"I was proud of him. I was proud he was a Texan."

In recent interviews here, Republican elected officials, voters and political strategists said the fact that Mr. Cruz and House Republicans lost their fight with the White House over Mr. Obama’s health care law was a side issue. What mattered, they said, was that Mr. Cruz, who had campaigned on shaking up the status quo in Washington, had fulfilled his promise. From local party leaders to county commissioners to Tea Party members, Mr. Cruz was praised for his courage.

“For a lot of us, this was refreshing,” said Mike Gibson, chairman of the Republican Party in Fort Bend County in suburban Houston. “We had a politician who said what he was going to do and then did it. Most Texas Republicans have been tired of our elected officials talking tough in Texas and then going to Washington and going along.”

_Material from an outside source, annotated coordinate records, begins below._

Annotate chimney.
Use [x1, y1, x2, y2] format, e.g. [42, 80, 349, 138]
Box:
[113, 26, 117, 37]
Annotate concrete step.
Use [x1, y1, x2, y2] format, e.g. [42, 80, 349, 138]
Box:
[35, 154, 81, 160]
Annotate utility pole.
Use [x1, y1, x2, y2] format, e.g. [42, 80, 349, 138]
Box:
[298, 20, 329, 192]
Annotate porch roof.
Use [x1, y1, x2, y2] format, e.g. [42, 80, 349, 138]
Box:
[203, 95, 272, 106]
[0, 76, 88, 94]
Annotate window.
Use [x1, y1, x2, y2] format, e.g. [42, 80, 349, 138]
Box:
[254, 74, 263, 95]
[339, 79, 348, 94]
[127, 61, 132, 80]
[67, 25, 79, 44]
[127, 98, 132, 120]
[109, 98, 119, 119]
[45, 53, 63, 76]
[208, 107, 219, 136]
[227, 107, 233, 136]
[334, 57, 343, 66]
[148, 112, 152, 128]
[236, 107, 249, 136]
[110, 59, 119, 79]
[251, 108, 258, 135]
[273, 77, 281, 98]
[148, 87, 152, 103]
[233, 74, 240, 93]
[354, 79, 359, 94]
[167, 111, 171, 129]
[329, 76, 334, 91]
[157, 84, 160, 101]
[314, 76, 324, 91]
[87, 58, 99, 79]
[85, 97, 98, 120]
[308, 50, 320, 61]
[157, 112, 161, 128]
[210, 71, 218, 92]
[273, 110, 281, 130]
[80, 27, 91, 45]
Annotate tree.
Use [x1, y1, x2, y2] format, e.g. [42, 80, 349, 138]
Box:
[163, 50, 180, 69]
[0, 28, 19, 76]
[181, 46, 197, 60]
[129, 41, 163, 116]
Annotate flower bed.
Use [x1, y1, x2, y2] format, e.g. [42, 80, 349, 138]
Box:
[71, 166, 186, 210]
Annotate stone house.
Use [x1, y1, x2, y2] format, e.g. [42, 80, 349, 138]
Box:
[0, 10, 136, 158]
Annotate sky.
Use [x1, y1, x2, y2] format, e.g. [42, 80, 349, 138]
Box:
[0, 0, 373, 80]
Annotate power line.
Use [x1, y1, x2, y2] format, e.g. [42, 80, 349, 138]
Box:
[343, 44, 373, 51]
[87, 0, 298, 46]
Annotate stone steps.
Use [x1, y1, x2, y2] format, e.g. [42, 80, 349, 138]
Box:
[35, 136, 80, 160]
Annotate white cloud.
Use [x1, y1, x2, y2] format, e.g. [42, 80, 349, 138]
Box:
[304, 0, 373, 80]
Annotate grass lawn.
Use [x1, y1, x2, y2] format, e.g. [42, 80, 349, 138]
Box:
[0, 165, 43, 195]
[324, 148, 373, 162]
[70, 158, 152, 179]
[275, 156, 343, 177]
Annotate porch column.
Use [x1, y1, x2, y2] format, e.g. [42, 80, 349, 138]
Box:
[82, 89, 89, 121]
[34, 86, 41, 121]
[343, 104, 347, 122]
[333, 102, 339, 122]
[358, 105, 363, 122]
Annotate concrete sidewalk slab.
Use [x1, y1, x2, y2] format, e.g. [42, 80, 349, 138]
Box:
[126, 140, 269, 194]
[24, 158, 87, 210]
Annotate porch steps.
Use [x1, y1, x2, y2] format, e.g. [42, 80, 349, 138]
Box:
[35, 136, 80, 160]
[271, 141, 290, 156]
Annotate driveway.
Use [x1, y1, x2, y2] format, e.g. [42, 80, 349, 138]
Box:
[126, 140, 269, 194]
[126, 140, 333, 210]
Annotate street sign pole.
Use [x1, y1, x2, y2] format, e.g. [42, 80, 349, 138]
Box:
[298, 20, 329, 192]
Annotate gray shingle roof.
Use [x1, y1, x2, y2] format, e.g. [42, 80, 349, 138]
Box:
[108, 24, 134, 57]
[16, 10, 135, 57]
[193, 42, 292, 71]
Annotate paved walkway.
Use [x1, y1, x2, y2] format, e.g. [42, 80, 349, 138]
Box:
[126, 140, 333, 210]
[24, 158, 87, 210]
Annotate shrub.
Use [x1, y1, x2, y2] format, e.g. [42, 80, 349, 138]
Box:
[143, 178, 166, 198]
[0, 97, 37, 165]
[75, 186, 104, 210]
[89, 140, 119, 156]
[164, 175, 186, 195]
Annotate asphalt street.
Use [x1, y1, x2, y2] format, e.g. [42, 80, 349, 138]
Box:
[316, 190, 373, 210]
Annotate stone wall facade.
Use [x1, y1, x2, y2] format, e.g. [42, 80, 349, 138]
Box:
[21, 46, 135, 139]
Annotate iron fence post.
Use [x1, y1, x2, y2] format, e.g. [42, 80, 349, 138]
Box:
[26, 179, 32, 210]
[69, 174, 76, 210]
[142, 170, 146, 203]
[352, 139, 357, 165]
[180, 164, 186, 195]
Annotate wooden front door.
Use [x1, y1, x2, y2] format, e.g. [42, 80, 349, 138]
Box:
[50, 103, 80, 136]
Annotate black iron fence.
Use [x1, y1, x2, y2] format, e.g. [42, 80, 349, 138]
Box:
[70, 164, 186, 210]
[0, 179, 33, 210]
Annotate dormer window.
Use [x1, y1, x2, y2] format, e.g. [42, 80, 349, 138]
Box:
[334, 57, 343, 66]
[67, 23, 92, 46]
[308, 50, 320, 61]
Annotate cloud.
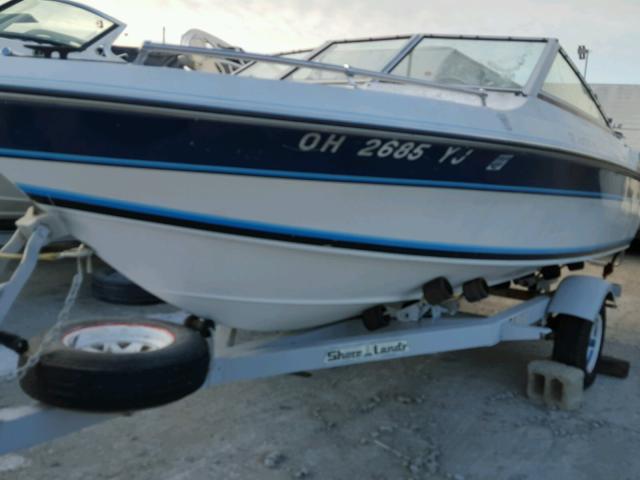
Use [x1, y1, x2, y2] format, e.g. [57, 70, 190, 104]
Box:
[86, 0, 640, 83]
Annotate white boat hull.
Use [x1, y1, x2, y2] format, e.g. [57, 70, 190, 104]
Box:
[0, 175, 31, 223]
[0, 157, 638, 331]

Mr. Cruz, for one, said his Texas support has been uplifting. “The many supportive letters, e-mails, calls and social media comments we’ve received from Texans since Labor Day have been inspirational,” he said in a statement. “Hearing from constituents keeps me focused on the concerns of the people I work for and the issues I ran on. That’s what matters.”…

“I grit my teeth and bear it,” said a prominent Texas Republican, who spoke on the condition of anonymity because he said he wanted to avoid an intraparty fight. “I really hope he implodes sooner rather than later.”